Sapa est une ville perdue au milieu de kilomètres de montagnes verdoyantes sculptées de rizières en terrasse. Pour y accéder, nous avons fait l’expérience de prendre un bus-couchette, concept intéressant de bus aménagé de lits superposés. Après 20h, nous avons enfin débouché sur Sapa… où nous attendait une pluie torrentielle. Le déluge a duré 3 jours, mais cela n’a pas été suffisant pour nous décourager. Nous avons loué des bottes de pluie (il y avait de nombreuses boutiques dédiées à cela, la pluie semblait être monnaie courante à Sapa), et nous sommes parties à l’aventure dans les montages. Une guide adorable venant d’un village voisin nous a mené jusqu’en haut des montagnes. L’eau s’infiltrait partout, nos pieds s’enfonçaient dans la boue, rendant notre progression beaucoup plus lente. Mais l’atmosphère pluvieuse donnait une toute autre dimension à notre trekking : la végétation semblait plus verte, l’odeur de la terre emplissait l’air, et les chutes dues à la boue ont été à l’origine de nombreux fous-rires. À notre grande surprise, nous avons fini par cheminer dans un champ qui nous semblait être un champ de cannabis : la guide nous a expliqué que les tiges étaient utilisées pour la confection des vêtements locaux. Avec un accent anglais charmant, elle se donnait à cœur joie de nous expliquer les différentes coutumes de son peuple, et nous buvions ses paroles, captivées. En haut de ces montagnes, il m’a été offert de voir les plus beaux paysages de ma vie. L’immensité de la verdure s’étendant tout autour de moi m’a donné, durant un instant, l’impression d’être au sommet du monde.

Nous avons pris une chambre dans un village non loin, chambre qui se révéla être un dortoir ouvert, monté sur pilotis. Ne parvenant pas à trouver le sommeil dans l’excitation, nous avons passé une bonne partie de la nuit sur une terrasse au-dessus de l’eau, observant avec émerveillement le paysage plongé dans la pénombre, uniquement bercées par le bruit apaisant de l’eau.

Descente sur Hue et Hoi Han, la ville aux lanternes

Notre road-trip se poursuivit dans tout le reste de la moitié Nord du pays. Un autre bus-couchette nous a mené à Hue, où nous avons partagé notre temps entre visites culturelles et bars locaux.
Après un passage dans un parc d’attraction sans âme qui vive, auquel l’atmosphère pluvieuse donnait des allures post-apocalyptiques de toute beauté, nous nous sommes éloignées de la ville.

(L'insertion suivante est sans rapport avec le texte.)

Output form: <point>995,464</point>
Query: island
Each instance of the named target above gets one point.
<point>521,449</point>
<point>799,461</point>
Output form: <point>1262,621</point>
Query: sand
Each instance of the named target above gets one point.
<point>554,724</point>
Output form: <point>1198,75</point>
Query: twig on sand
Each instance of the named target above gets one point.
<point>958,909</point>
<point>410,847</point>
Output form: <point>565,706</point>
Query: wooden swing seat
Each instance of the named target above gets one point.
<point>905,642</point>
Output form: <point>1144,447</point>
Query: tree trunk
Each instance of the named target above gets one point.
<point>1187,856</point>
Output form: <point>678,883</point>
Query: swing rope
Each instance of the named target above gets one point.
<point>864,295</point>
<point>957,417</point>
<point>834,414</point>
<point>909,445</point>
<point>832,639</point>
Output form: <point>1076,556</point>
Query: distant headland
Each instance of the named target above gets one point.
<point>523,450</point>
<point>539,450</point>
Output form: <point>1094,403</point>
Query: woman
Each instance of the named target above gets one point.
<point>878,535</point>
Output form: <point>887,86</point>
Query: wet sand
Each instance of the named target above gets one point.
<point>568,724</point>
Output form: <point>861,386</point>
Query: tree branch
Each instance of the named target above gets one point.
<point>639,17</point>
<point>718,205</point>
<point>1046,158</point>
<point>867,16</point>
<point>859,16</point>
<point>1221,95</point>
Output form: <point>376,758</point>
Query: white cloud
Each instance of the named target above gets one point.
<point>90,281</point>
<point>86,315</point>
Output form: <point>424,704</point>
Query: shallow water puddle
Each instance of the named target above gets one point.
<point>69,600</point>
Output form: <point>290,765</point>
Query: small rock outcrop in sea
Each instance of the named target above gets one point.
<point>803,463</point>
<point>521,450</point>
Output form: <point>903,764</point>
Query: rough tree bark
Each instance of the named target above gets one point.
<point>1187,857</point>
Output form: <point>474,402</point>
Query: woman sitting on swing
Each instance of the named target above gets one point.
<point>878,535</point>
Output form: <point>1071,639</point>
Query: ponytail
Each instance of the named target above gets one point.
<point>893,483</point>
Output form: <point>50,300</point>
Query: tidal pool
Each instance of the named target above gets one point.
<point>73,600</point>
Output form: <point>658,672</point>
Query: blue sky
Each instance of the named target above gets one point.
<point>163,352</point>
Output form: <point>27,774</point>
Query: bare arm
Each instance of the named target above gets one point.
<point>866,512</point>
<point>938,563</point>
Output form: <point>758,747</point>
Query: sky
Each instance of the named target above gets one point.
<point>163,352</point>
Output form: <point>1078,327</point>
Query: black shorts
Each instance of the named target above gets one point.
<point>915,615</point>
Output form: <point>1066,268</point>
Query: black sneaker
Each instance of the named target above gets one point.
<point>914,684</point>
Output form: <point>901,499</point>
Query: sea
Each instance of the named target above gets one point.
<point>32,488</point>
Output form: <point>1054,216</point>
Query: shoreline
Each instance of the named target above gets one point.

Au milieu des étendues vertes et silencieuses étaient dissimulées les ruines de temples détruits il y a des siècles de cela, ensevelies de végétation. La chaleur mêlée d’humidité grisâtre plongeait l’endroit dans une autre réalité. L’aura de mystère entourant les lieux nous fascinait, et la visite s’est étendue sur plusieurs heures.
Après un nouveau bus et une nouvelle nuit agitée, nous sommes descendues jusqu’à Hoi Han, ville aux lanternes et à l’architecture unique. A la nuit tombée, un jus de mangue dans une main, une cigarette dans l'autre, nous avons grimpé à bord d’un long bateau abandonné où s’amoncelaient chaises et tables brisées. À mesure que le ciel s’éteignait, la ville s’allumait. Les lumières ondulaient sur les eaux du fleuve constellé de barques. Quelques bougies lâchées par les touristes flottaient calmement. Appuyées à la proue, nous avons regardé ce spectacle prendre place devant nous, sereines, heureuses. Nous touchions à la fin de notre parcours riche en émotions et en découvertes.

Et, aujourd’hui encore, mon émerveillement reste inchangé quand je repense à ce pays que je me promets de retrouver un jour.